Normally urine is clear. It becomes turbid in both physiological and pathological conditions. Physiological

conditions causing turbidity of urine are precipitation of crystals, presence of mucus or vaginal discharge.

Pathological conditions causing turbidity are presence of blood cells, bacteria or yeast.

4. Specific Gravity

Specific gravity of urine is the measure of dissolved solutes (particles) in urine. It is low in diabetes insipidus and high in diabetes mellitus, acute renal failure and excess medications.

5. Osmolarity

Osmolarity of urine decreases in diabetes insipidus.

6. pH and Reaction

Measurement of pH is useful in determining the metabolic or respiratory acidosis or alkalosis. The pH decreases in renal diseases. In normal conditions, pH of urine depends upon diet. It is slightly alkaline in vegetarians and acidic in non-vegetarians.

MICROSCOPIC EXAMINATION

Microscopic examination of centrifuged sediment of urine is useful in determining the renal diseases.

1. Red Blood Cells

Presence of red blood cells in urine indicates glomerular disease such as glomerulonephritis.

2. White Blood Cells

Normally few white blood cells appear in high power field. The number increases in acute glomerulonephritis, infection of urinary tract, vagina or cervix.

3. Epithelial Cells

Normally few tubular epithelial cells slough into urine. Presence of many epithelial cells suggests nephrotic syndrome and tubular necrosis.

4. Casts

Casts are the cylindrical bodies that are casted (molded) in the shape of renal tubule. Casts may be hyaline, granular or cellular in nature. Hyaline and granular casts, which are formed by precipitation of proteins may appear in urine in small numbers. The number increases in proteinuria due to glomerulonephritis. Cellular casts are formed by sticking together of some cells. Red blood cell casts appear in urine during glomerulonephritis and tubular necrosis. White blood cell casts appear in pyelonephritis. Epithelial casts are formed during acute tubular necrosis.

5. Crystals

Several types of crystals are present in normal urine. Common crystals are the crystals of calcium oxalate, calcium phosphate, uric acid and triple phosphate (calcium, ammonium and magnesium).

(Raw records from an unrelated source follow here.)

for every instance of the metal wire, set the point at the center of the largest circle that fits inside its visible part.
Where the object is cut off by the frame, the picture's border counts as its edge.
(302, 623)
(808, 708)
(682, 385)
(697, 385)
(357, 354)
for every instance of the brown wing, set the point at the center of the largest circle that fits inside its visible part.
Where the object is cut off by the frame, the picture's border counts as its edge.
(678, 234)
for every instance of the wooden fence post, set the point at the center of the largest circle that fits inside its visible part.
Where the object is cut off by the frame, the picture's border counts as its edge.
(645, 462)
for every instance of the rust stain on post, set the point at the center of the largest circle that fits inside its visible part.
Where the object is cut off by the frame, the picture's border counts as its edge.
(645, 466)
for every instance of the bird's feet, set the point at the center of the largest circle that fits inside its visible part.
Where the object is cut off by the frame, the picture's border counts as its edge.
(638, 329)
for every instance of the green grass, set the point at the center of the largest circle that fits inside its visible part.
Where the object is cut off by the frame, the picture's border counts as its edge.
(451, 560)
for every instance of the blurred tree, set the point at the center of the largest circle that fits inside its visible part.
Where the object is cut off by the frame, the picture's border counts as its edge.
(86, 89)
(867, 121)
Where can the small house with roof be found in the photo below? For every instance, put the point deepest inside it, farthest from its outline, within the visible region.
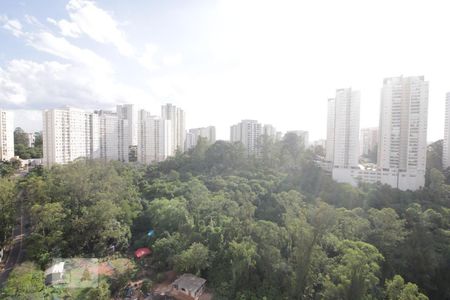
(190, 285)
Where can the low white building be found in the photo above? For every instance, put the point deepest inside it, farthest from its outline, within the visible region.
(401, 180)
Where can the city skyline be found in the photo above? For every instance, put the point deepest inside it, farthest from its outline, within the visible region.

Abnormal crystals such as crystals of cystine and tyrosine appear in liver diseases.

6. Bacteria

Bacteria are common in urine specimens because of normal microbial flora of urinary tract, urethra and

vagina and because of their ability to multiply rapidly in urine. Culture studies are necessary to determine the presence of bacteria in urine.